Hi people,
So I started to watch a video from 日本語の森 on youtube and since its fully in Japanese and im not quite at that level yet, I turn on the subtitles and they are by default in English. Then I realize that when I read the sentences in English and listen to the sentence in Japanese, my brain looks for the words that I need and I recognize the words and its easier (but still a challenge) to follow the dialog.
Reading English subtitles on a Japanese video wont train my listening skills, but I wonder if finding all the words and phrasing from the English subtitles into the spoken Japanese by slowing down the video a little, would be a good way to train my listening skills or if its a bad idea and it does not train my brain at all.
6 comments
Only if the translators were sticklers for absolute direct translation.
But try it and let us know how it goes.
Personally, the only 2 uses I see for subtitles are (1) familiarizing oneself with stock phrases, and (2) seeing how the translators handle words that don’t quite exist in English, and/or whose translation depends on context (e.g. 困る, 対応する, ちゃんと, 勝手, 都合, 具合, 程度). They (usually) give some insight into how they’re meant to be taken or interpreted.
Try it if you insist, but I’m willing to bet you’ll be asking how to stop trying to translate every little thing in your head not too long after this if you do.
If you were going to try and piece things together from English translations, you’d be better off trying to understand unknown vocabulary and grammar using a dictionary and a grammar resource, and then rewatching the video.
Bite the bullet and try to increase your skills without relying on English subtitles as a crutch. At the very least, use Japanese subs. Too many factors make non-Japanese subs unhelpful for learning Japanese.
Exclusively Eng subs are minimally useful. Dual lang subs are really your best bet, imo. For example, Onomappu’s channel:
https://youtube.com/c/Onomappu
I find (good) English subtitles can be useful when trying to follow Japanese audio. Mostly I try to ignore the English, but inevitably something comes up and I start getting lost. The English subtitles can then get me back on track and the listening practice can continue.

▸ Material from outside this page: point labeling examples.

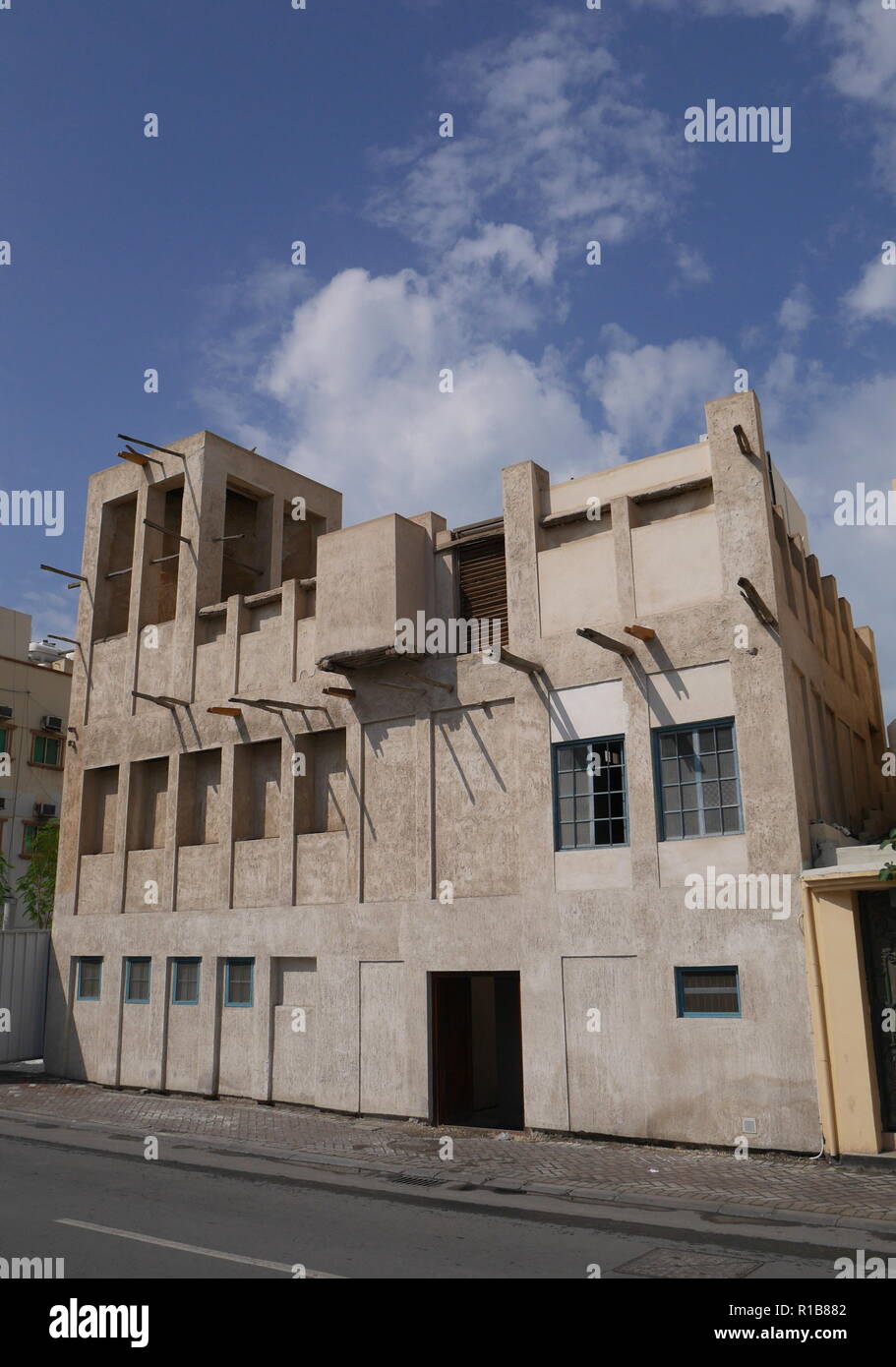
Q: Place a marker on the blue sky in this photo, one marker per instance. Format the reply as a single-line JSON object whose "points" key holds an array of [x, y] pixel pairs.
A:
{"points": [[322, 125]]}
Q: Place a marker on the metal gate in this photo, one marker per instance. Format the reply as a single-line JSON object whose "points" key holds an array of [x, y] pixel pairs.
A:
{"points": [[24, 961]]}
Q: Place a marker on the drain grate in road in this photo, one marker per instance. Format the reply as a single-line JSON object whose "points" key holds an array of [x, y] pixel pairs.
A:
{"points": [[413, 1181], [682, 1262]]}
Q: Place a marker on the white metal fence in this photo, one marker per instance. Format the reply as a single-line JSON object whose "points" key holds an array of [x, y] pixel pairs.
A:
{"points": [[24, 960]]}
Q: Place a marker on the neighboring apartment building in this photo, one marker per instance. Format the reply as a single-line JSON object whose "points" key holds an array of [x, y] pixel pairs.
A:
{"points": [[34, 689], [297, 865]]}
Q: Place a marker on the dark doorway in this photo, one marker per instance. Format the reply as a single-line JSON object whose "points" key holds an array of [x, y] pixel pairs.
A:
{"points": [[877, 912], [478, 1050]]}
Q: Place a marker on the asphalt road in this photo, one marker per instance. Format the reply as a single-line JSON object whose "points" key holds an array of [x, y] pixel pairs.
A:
{"points": [[114, 1217]]}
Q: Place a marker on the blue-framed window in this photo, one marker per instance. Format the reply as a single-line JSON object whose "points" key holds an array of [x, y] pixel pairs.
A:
{"points": [[90, 978], [590, 798], [137, 974], [698, 781], [185, 981], [707, 991], [238, 981]]}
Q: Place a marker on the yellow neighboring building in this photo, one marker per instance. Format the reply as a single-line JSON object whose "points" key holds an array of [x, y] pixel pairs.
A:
{"points": [[34, 690]]}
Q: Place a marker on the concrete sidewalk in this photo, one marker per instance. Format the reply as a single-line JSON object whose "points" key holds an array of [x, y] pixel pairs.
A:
{"points": [[581, 1170]]}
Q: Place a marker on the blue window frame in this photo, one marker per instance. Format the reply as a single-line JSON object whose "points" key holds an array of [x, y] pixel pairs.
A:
{"points": [[185, 981], [590, 795], [238, 981], [707, 991], [137, 974], [90, 978], [698, 781]]}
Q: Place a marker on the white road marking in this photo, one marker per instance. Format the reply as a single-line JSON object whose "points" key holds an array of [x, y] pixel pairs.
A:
{"points": [[192, 1248]]}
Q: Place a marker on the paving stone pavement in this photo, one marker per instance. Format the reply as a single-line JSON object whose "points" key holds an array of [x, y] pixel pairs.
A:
{"points": [[543, 1162]]}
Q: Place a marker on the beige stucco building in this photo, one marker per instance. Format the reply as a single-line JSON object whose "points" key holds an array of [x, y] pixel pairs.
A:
{"points": [[34, 687], [298, 865]]}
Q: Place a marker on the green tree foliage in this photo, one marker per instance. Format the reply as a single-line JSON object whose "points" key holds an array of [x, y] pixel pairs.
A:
{"points": [[37, 886]]}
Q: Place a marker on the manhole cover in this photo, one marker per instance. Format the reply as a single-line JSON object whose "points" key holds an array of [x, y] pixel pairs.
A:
{"points": [[682, 1262], [415, 1181]]}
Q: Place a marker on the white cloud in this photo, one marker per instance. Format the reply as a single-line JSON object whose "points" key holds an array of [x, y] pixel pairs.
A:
{"points": [[797, 312], [874, 295], [647, 392], [692, 266], [548, 127], [357, 381]]}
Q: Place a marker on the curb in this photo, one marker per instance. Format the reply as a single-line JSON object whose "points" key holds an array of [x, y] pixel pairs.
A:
{"points": [[594, 1196]]}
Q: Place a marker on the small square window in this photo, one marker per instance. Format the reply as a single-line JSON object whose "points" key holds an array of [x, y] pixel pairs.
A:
{"points": [[46, 750], [137, 972], [90, 979], [707, 991], [238, 974], [699, 791], [185, 981], [590, 795]]}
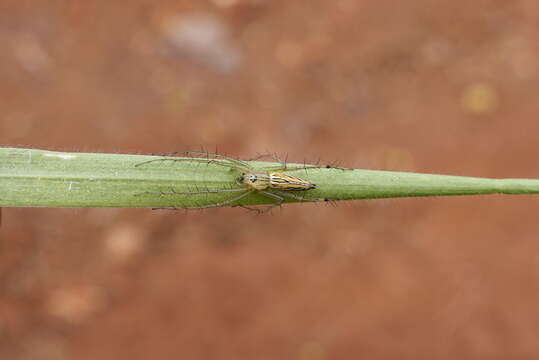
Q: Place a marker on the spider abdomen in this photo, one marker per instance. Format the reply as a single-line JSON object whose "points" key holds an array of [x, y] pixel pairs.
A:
{"points": [[286, 182]]}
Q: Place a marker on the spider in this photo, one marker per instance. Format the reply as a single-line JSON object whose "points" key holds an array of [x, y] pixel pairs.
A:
{"points": [[269, 181]]}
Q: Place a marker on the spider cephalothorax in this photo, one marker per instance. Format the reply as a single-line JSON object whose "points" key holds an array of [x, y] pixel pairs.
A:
{"points": [[269, 181]]}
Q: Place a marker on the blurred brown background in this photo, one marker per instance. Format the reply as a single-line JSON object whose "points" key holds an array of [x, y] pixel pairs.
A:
{"points": [[425, 86]]}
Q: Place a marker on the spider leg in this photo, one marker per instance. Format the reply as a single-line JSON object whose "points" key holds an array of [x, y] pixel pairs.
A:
{"points": [[218, 156], [207, 161], [222, 203], [197, 192], [298, 197]]}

You don’t want to try to match, word for word, English to Japanese though. Most of the time that simply wont work. Good English translations only semantically match the Japanese, and word to word mapping is not possible.
Mmm, I can share a story that might be relevant. I grew up in Singapore in the 1980s and 90s, before there was really much of an internet (ah the good old days of 56 kbps modems), let alone YouTube, Netflix, etc. And a lot of local TV programming was in Mandarin, and they were all subtitled in English (because 30% of residents weren’t ethnic Chinese).
So I grew up just always watching Mandarin TV with English subtitles. Was it terrible? I don’t know. I’m fluent in both languages now, but I also studied both languages at school. My Mandarin literacy is poorer.
Another data point: I also watched English cartoons on Malaysian TV because we could receive them here, and all the subs were in Malay. And I have barely any Malay now. I didn’t study it in school too.
Because of growing up in this kind of very messy, very un-textbook-ish linguistic melting pot environment, I don’t set a lot of store by absolutist or strict learning methods. If you use a language and comprehend it, you slowly acquire it.
I had teachers with local accents all through my early schooling. When I went to university, it was the first time I had to understand all kinds of accented English (American was the easiest, Italian was okay, Chinese was hard surprisingly, and we had a UK prof I only understood near to the end of the semester). And now I can switch to an accent my friends say is “poseur” – because I acquired it for school/work (my BA was in English Language, and I became an English teacher right after).
So, I would say, (granted, there are always “better”, “more optimal”, methods) don’t worry about it, just learn from what you enjoy doing or happen to come across. I don’t think there are irreparable mistakes on a language learning journey. If there’s some aspect of your linguistic performance you want to fix later, you probably can, like I did.